How do you write an effective meeting agenda?

How do you write an effective meeting agenda?

Alexandre Loureiro
4 min2023-08-31

A meeting agenda is essential for an organised and productive meeting. It serves as a roadmap and enables good time management. A good agenda sets out the objectives of the meeting and lists the points to be covered. In this article, we'll look at the characteristics of agendas, the steps involved in drafting them, examples and advice on how to structure them.

What is a meeting agenda?

The meeting agenda tells your staff what will be discussed at the meeting. It lists the subjects and themes to be discussed by the team or the actions to be taken during the meeting.

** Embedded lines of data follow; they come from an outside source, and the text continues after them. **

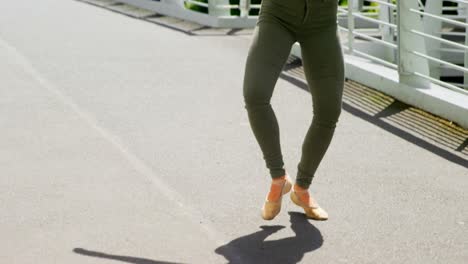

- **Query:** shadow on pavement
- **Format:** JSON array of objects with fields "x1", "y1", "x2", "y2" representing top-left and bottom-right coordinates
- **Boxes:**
[
  {"x1": 73, "y1": 248, "x2": 187, "y2": 264},
  {"x1": 73, "y1": 212, "x2": 323, "y2": 264},
  {"x1": 215, "y1": 212, "x2": 323, "y2": 264}
]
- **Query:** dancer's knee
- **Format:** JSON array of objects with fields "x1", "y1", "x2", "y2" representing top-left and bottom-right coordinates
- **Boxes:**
[{"x1": 312, "y1": 107, "x2": 341, "y2": 128}]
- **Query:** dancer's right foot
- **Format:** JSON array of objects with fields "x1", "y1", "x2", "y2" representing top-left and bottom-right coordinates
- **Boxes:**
[{"x1": 290, "y1": 183, "x2": 328, "y2": 220}]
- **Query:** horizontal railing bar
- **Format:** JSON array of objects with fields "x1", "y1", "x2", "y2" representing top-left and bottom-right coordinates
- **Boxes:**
[
  {"x1": 410, "y1": 29, "x2": 468, "y2": 50},
  {"x1": 410, "y1": 50, "x2": 468, "y2": 73},
  {"x1": 446, "y1": 82, "x2": 468, "y2": 89},
  {"x1": 353, "y1": 13, "x2": 397, "y2": 28},
  {"x1": 186, "y1": 0, "x2": 208, "y2": 7},
  {"x1": 411, "y1": 72, "x2": 468, "y2": 96},
  {"x1": 437, "y1": 31, "x2": 466, "y2": 37},
  {"x1": 438, "y1": 48, "x2": 465, "y2": 53},
  {"x1": 367, "y1": 0, "x2": 397, "y2": 8},
  {"x1": 353, "y1": 30, "x2": 398, "y2": 49},
  {"x1": 446, "y1": 0, "x2": 468, "y2": 5},
  {"x1": 353, "y1": 49, "x2": 398, "y2": 70}
]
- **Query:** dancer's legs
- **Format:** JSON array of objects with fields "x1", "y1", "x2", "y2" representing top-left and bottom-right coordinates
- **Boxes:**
[
  {"x1": 296, "y1": 23, "x2": 344, "y2": 188},
  {"x1": 243, "y1": 19, "x2": 295, "y2": 178}
]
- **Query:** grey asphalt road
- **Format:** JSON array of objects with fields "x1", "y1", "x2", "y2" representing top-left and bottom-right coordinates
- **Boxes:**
[{"x1": 0, "y1": 0, "x2": 468, "y2": 264}]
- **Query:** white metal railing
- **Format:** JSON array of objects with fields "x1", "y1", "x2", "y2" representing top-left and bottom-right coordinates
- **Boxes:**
[{"x1": 339, "y1": 0, "x2": 468, "y2": 95}]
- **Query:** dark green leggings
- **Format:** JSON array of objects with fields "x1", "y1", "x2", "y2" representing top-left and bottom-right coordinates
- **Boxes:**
[{"x1": 243, "y1": 0, "x2": 344, "y2": 188}]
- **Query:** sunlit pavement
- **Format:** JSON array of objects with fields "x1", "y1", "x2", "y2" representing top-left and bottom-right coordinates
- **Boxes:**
[{"x1": 0, "y1": 0, "x2": 468, "y2": 264}]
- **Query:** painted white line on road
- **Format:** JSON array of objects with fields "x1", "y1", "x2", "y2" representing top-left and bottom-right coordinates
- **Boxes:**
[{"x1": 0, "y1": 36, "x2": 236, "y2": 253}]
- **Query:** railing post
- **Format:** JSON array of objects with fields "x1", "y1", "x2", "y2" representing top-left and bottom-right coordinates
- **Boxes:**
[
  {"x1": 379, "y1": 0, "x2": 396, "y2": 63},
  {"x1": 208, "y1": 0, "x2": 231, "y2": 16},
  {"x1": 423, "y1": 1, "x2": 443, "y2": 79},
  {"x1": 397, "y1": 0, "x2": 430, "y2": 87},
  {"x1": 348, "y1": 0, "x2": 355, "y2": 54},
  {"x1": 458, "y1": 3, "x2": 468, "y2": 90},
  {"x1": 239, "y1": 0, "x2": 251, "y2": 17}
]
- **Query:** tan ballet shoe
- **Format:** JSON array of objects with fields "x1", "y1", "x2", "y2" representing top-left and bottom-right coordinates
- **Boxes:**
[
  {"x1": 262, "y1": 174, "x2": 292, "y2": 220},
  {"x1": 290, "y1": 189, "x2": 328, "y2": 220}
]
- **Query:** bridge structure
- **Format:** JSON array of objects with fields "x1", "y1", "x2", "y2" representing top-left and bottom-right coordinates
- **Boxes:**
[
  {"x1": 113, "y1": 0, "x2": 468, "y2": 128},
  {"x1": 0, "y1": 0, "x2": 468, "y2": 264}
]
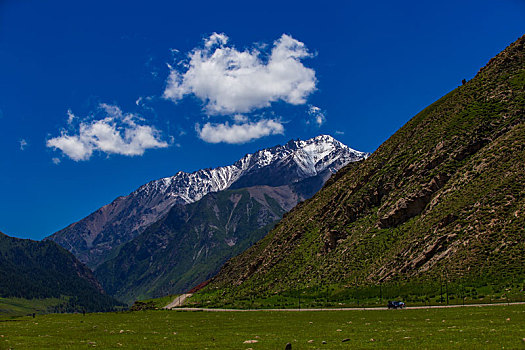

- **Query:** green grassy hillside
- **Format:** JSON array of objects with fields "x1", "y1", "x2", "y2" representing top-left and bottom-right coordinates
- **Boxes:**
[
  {"x1": 0, "y1": 233, "x2": 119, "y2": 315},
  {"x1": 95, "y1": 186, "x2": 300, "y2": 303},
  {"x1": 194, "y1": 37, "x2": 525, "y2": 304}
]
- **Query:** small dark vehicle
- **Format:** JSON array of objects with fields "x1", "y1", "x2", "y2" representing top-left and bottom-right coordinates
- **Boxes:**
[{"x1": 388, "y1": 301, "x2": 406, "y2": 309}]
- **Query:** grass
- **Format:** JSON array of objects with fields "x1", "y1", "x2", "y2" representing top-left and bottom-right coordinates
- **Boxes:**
[
  {"x1": 0, "y1": 298, "x2": 67, "y2": 316},
  {"x1": 0, "y1": 305, "x2": 525, "y2": 349},
  {"x1": 131, "y1": 294, "x2": 178, "y2": 311}
]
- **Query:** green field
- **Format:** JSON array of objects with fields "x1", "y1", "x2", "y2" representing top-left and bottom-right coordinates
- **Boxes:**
[{"x1": 0, "y1": 305, "x2": 525, "y2": 349}]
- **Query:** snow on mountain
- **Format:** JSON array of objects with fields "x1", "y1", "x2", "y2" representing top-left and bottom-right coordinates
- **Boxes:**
[{"x1": 49, "y1": 135, "x2": 368, "y2": 267}]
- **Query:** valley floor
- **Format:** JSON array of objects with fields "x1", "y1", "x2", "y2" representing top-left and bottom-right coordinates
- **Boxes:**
[{"x1": 0, "y1": 305, "x2": 525, "y2": 349}]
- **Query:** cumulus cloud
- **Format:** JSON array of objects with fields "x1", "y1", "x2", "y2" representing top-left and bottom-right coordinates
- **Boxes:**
[
  {"x1": 47, "y1": 104, "x2": 168, "y2": 164},
  {"x1": 195, "y1": 119, "x2": 284, "y2": 143},
  {"x1": 18, "y1": 139, "x2": 28, "y2": 151},
  {"x1": 306, "y1": 105, "x2": 326, "y2": 127},
  {"x1": 164, "y1": 33, "x2": 317, "y2": 115}
]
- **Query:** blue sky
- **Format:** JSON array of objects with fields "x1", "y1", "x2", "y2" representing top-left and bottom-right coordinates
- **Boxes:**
[{"x1": 0, "y1": 0, "x2": 525, "y2": 239}]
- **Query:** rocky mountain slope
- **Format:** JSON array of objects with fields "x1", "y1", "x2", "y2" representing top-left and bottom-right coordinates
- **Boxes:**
[
  {"x1": 47, "y1": 135, "x2": 367, "y2": 268},
  {"x1": 0, "y1": 232, "x2": 118, "y2": 311},
  {"x1": 198, "y1": 37, "x2": 525, "y2": 300},
  {"x1": 95, "y1": 185, "x2": 302, "y2": 302}
]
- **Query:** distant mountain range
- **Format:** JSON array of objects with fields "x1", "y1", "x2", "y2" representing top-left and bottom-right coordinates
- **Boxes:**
[
  {"x1": 48, "y1": 135, "x2": 368, "y2": 301},
  {"x1": 198, "y1": 36, "x2": 525, "y2": 305},
  {"x1": 0, "y1": 232, "x2": 119, "y2": 313}
]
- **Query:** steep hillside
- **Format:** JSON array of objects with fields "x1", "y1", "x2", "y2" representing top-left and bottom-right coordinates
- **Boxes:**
[
  {"x1": 0, "y1": 233, "x2": 118, "y2": 311},
  {"x1": 47, "y1": 135, "x2": 367, "y2": 268},
  {"x1": 95, "y1": 186, "x2": 310, "y2": 302},
  {"x1": 203, "y1": 37, "x2": 525, "y2": 300}
]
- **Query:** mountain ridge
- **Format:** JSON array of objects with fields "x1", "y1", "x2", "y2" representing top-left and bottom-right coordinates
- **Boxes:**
[
  {"x1": 0, "y1": 232, "x2": 119, "y2": 312},
  {"x1": 195, "y1": 36, "x2": 525, "y2": 304},
  {"x1": 46, "y1": 135, "x2": 368, "y2": 268}
]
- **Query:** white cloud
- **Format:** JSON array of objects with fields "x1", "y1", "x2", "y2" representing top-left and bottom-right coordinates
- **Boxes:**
[
  {"x1": 47, "y1": 104, "x2": 168, "y2": 161},
  {"x1": 18, "y1": 139, "x2": 28, "y2": 151},
  {"x1": 67, "y1": 109, "x2": 76, "y2": 125},
  {"x1": 164, "y1": 33, "x2": 317, "y2": 115},
  {"x1": 195, "y1": 119, "x2": 284, "y2": 143},
  {"x1": 306, "y1": 105, "x2": 326, "y2": 127}
]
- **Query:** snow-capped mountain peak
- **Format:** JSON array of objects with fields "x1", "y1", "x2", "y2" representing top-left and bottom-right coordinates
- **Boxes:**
[{"x1": 50, "y1": 135, "x2": 368, "y2": 267}]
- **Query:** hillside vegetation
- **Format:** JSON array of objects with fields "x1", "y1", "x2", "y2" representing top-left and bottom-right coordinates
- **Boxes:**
[
  {"x1": 194, "y1": 37, "x2": 525, "y2": 304},
  {"x1": 0, "y1": 233, "x2": 119, "y2": 315}
]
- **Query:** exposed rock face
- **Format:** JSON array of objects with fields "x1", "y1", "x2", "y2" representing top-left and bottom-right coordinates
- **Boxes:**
[
  {"x1": 96, "y1": 186, "x2": 303, "y2": 302},
  {"x1": 0, "y1": 232, "x2": 117, "y2": 311},
  {"x1": 202, "y1": 36, "x2": 525, "y2": 299},
  {"x1": 47, "y1": 135, "x2": 368, "y2": 268}
]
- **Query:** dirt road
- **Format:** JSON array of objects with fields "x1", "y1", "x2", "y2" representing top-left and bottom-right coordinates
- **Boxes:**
[
  {"x1": 164, "y1": 293, "x2": 192, "y2": 309},
  {"x1": 165, "y1": 300, "x2": 525, "y2": 312}
]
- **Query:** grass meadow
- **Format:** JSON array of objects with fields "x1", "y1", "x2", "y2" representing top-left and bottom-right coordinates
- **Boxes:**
[{"x1": 0, "y1": 305, "x2": 525, "y2": 349}]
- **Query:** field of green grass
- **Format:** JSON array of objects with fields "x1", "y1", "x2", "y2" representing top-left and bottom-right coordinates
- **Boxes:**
[{"x1": 0, "y1": 305, "x2": 525, "y2": 349}]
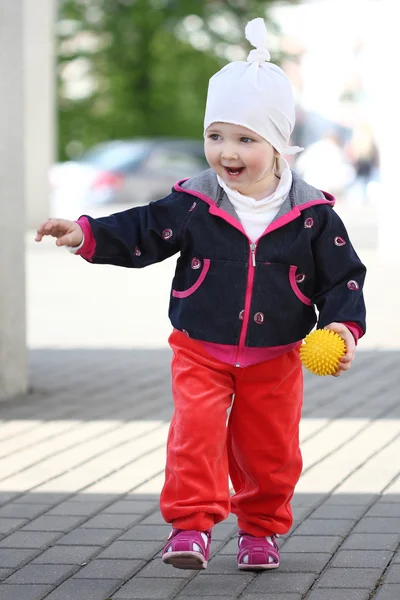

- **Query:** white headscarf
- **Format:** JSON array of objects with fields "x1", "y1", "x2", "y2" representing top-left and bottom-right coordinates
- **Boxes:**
[{"x1": 204, "y1": 18, "x2": 303, "y2": 154}]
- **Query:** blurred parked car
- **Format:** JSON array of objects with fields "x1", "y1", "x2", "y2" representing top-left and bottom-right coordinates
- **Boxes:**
[{"x1": 49, "y1": 138, "x2": 208, "y2": 218}]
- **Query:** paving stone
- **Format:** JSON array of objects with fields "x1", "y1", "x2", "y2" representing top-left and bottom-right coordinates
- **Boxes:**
[
  {"x1": 317, "y1": 567, "x2": 383, "y2": 590},
  {"x1": 246, "y1": 571, "x2": 316, "y2": 600},
  {"x1": 136, "y1": 556, "x2": 195, "y2": 580},
  {"x1": 365, "y1": 502, "x2": 400, "y2": 517},
  {"x1": 57, "y1": 527, "x2": 121, "y2": 546},
  {"x1": 43, "y1": 577, "x2": 119, "y2": 600},
  {"x1": 0, "y1": 548, "x2": 40, "y2": 568},
  {"x1": 239, "y1": 592, "x2": 302, "y2": 600},
  {"x1": 119, "y1": 525, "x2": 171, "y2": 541},
  {"x1": 341, "y1": 533, "x2": 400, "y2": 551},
  {"x1": 308, "y1": 588, "x2": 370, "y2": 600},
  {"x1": 98, "y1": 542, "x2": 162, "y2": 560},
  {"x1": 0, "y1": 583, "x2": 53, "y2": 600},
  {"x1": 309, "y1": 504, "x2": 366, "y2": 520},
  {"x1": 291, "y1": 493, "x2": 327, "y2": 508},
  {"x1": 0, "y1": 531, "x2": 60, "y2": 548},
  {"x1": 33, "y1": 546, "x2": 102, "y2": 565},
  {"x1": 141, "y1": 511, "x2": 165, "y2": 525},
  {"x1": 0, "y1": 502, "x2": 49, "y2": 522},
  {"x1": 174, "y1": 591, "x2": 239, "y2": 600},
  {"x1": 173, "y1": 571, "x2": 254, "y2": 597},
  {"x1": 353, "y1": 517, "x2": 400, "y2": 533},
  {"x1": 374, "y1": 584, "x2": 399, "y2": 600},
  {"x1": 4, "y1": 564, "x2": 76, "y2": 584},
  {"x1": 284, "y1": 535, "x2": 343, "y2": 554},
  {"x1": 279, "y1": 549, "x2": 331, "y2": 573},
  {"x1": 324, "y1": 494, "x2": 379, "y2": 507},
  {"x1": 16, "y1": 492, "x2": 66, "y2": 508},
  {"x1": 102, "y1": 499, "x2": 158, "y2": 515},
  {"x1": 75, "y1": 559, "x2": 145, "y2": 581},
  {"x1": 384, "y1": 564, "x2": 400, "y2": 584},
  {"x1": 46, "y1": 502, "x2": 108, "y2": 517},
  {"x1": 111, "y1": 577, "x2": 185, "y2": 600},
  {"x1": 293, "y1": 519, "x2": 356, "y2": 536},
  {"x1": 80, "y1": 512, "x2": 143, "y2": 531},
  {"x1": 0, "y1": 519, "x2": 29, "y2": 535},
  {"x1": 0, "y1": 568, "x2": 13, "y2": 581},
  {"x1": 331, "y1": 550, "x2": 393, "y2": 570},
  {"x1": 22, "y1": 515, "x2": 86, "y2": 533}
]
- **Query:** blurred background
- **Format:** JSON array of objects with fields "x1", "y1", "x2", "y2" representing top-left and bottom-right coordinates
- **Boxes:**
[
  {"x1": 0, "y1": 0, "x2": 400, "y2": 397},
  {"x1": 50, "y1": 0, "x2": 380, "y2": 216}
]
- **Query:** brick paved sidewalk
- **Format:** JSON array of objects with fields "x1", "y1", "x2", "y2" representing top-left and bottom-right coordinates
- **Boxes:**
[{"x1": 0, "y1": 349, "x2": 400, "y2": 600}]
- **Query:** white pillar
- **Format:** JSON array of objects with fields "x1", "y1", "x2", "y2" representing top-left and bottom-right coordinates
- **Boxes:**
[
  {"x1": 23, "y1": 0, "x2": 57, "y2": 229},
  {"x1": 0, "y1": 0, "x2": 27, "y2": 400},
  {"x1": 364, "y1": 0, "x2": 400, "y2": 260}
]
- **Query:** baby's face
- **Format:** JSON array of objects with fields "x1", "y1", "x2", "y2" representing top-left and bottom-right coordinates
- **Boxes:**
[{"x1": 204, "y1": 123, "x2": 276, "y2": 198}]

This document is sent to your employees in advance of the meeting. It enables each of them to prepare for the meeting. In this way, they will know what they are expected to do on the day. If a participant is unable to attend, he or she will pass on all the details to the person chairing the meeting so that it can go ahead anyway.

What's more, by setting an agenda, you respect your teams' time. This determines the objective and the subjects to be dealt with or not. When a meeting is organised without this roadmap, it is disorganised and time-consuming.

Its role is to structure the meeting by encouraging everyone to work together. It prevents people from straying from the defined objective and encourages concentration.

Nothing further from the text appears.